Faouzi Skali salue ce film

«Au fil de ce parcours poétique à travers la médina de Fès, Jean-Claude Cintas, par sa poésie, dans ce film tellement réussi, arrive à révéler cette âme de Fès, cet Esprit de Fès qui en devient vivant. On est au-delà du parcours classique, habituel, mais dans un parcours poétique où les mots deviennent mûrs, deviennent hauts, deviennent fontaine et où se cache une espèce de lien de complicité, qui se crée entre le chant poète et Fès, et qui fonctionne. Cette source d’inspiration me fait penser à ce que disaient les taoïstes et que l’on retrouve chez les soufis «le visible est là pour révéler l’invisible». Dans ce film, à travers ce parcours, la parole poétique révèle ce qui est de l’ordre du mystère, de l’indicible à Fès. Ici, cela fonctionne et donne une dimension magique aux choses. Zhuangzi (disciple de Lao Tseu) disait : «Je dormais, je rêvais que j’étais un papillon puis je me suis réveillé.
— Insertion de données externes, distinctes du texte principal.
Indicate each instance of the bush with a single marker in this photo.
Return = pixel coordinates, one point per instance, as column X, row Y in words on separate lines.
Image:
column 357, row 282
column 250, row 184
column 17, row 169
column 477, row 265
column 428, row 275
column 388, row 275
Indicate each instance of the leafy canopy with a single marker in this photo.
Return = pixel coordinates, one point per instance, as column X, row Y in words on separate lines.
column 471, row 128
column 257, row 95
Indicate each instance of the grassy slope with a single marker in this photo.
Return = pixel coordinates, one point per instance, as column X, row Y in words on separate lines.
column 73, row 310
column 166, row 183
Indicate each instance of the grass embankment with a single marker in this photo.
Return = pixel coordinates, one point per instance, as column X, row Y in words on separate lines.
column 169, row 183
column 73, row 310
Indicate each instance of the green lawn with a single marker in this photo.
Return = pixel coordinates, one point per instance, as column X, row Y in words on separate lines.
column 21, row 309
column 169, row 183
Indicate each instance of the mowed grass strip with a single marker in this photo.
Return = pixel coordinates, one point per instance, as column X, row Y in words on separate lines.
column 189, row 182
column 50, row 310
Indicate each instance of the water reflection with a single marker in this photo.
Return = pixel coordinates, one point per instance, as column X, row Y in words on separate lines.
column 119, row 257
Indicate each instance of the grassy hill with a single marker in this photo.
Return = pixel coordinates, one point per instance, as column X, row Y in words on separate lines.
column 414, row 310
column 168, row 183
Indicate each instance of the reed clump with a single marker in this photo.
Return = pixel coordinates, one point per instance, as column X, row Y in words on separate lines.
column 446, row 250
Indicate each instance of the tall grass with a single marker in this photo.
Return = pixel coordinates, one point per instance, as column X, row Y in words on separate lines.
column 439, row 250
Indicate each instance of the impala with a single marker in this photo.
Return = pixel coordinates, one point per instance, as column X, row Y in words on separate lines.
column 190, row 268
Je ne savais plus si c’est moi qui ai rêvé que j’étais papillon, ou si c’est un papillon qui a rêvé qu’il était moi. » Cette parabole peut s’appliquer à ce film. Le poète rêve ici de Fès, il donne son incantation de Fès et à un moment, il y a un dialogue qui se fait dans la profondeur et on se demande qui rêve de l’autre. Est-ce que c’est Fès qui rêve ou le poète qui nous transmet un rêve dans lequel il est acteur ou est-ce l’inverse ? D’ailleurs, il l’écrit à un moment donné : «Ce n’est pas moi qui parle, c’est Fès qui m’habite». Il se passe quelque chose qui se fait au niveau de la communication des âmes. Ça, il n’y a que cette approche poétique qui puisse permettre de le réaliser. C’est une approche qui n’est pas gagnée d’avance mais que ce film réussit très bien».

Faouzi Skali : Ecrivain, Docteur en anthropologie, ethnologie et sciences des religions, Fondateur du Festival de Fès de Culture Soufie et du Festival de Fès des Musiques Sacrées du Monde.